浜田 日本の企業や社会に何か明るい兆しはありますか。

上野 それを言われるとつらいですね(笑)。ジェンダーギャップも大きいけれど、男性のあいだの世代間ギャップがすごく大きいと感じます。若い男性たちは、自分が父親のような暮らしをできると思っていないし、いまの天皇が雅子さんにプロポーズしたときのセリフが「一生お守りします」だったそうですが、もういまの男子は怖くてそんなこと言えませんよ。

 それよりも、自分を支えてくれるしっかり者で稼得力のある女を選ぶ。可愛さより稼ぎです。そういうふうに男女関係が変わってきたら、自分だって家で何もしないわけにいかないという意識を、若い男の子たちはすごく持っていると思います。

浜田 そうですね。

上野 私はいま高齢者の研究をしています。男性の定年後が問題になっていますが、そのうち「定年女子」の問題が出てくるという人もいます。が、私は全くそうは思えません。なぜなら仕事に邁進して会社に全身捧げてきた女なんて見たことないからです(笑)。
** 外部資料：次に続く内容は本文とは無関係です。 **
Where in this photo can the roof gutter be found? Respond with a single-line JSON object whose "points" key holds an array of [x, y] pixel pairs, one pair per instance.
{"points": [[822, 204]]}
女の人の組織との関わり方は「半身」だと思います。この「半身」の関わり方は「正気」の関わり方なんです。

浜田 どこか俯瞰して見ているんですよね。

上野 俯瞰するというのは、会社に所属しない自分を持ってるからですね。家庭だけじゃなくて地域や社会活動など。女がやってきたこの会社との「半身」の関わり方が、男にも今後必要となるでしょう。それが男の働き方として標準化していけば、否応なく組織文化は変わらざるをえないだろうと思います。

浜田 メンバーシップ型が成り立たなくなってきますね。つまり今まではニンジンをぶら下げて「お前ら頑張れ」って賃金を上げて引っ張っていたわけですよね。

上野 男にとってのニンジンは賃金ではなく、ホモソーシャルな覇権ゲームのなかのポジションだったと思います。だからたとえ給料が安くても、男の社会に自分がどれだけ認めてもらえるかというのが彼らの最大の報酬で、メンバーシップ型雇用というのは、その報酬で男たちを競わせてきたのでしょう。

 そのゲームに女性は「やってられない」と思ったからこそ「半身」で関わってきたわけです。浜田さんはこの先、そのパワーゲームにフルメンバーとして入ってくる女性はいると思われますか。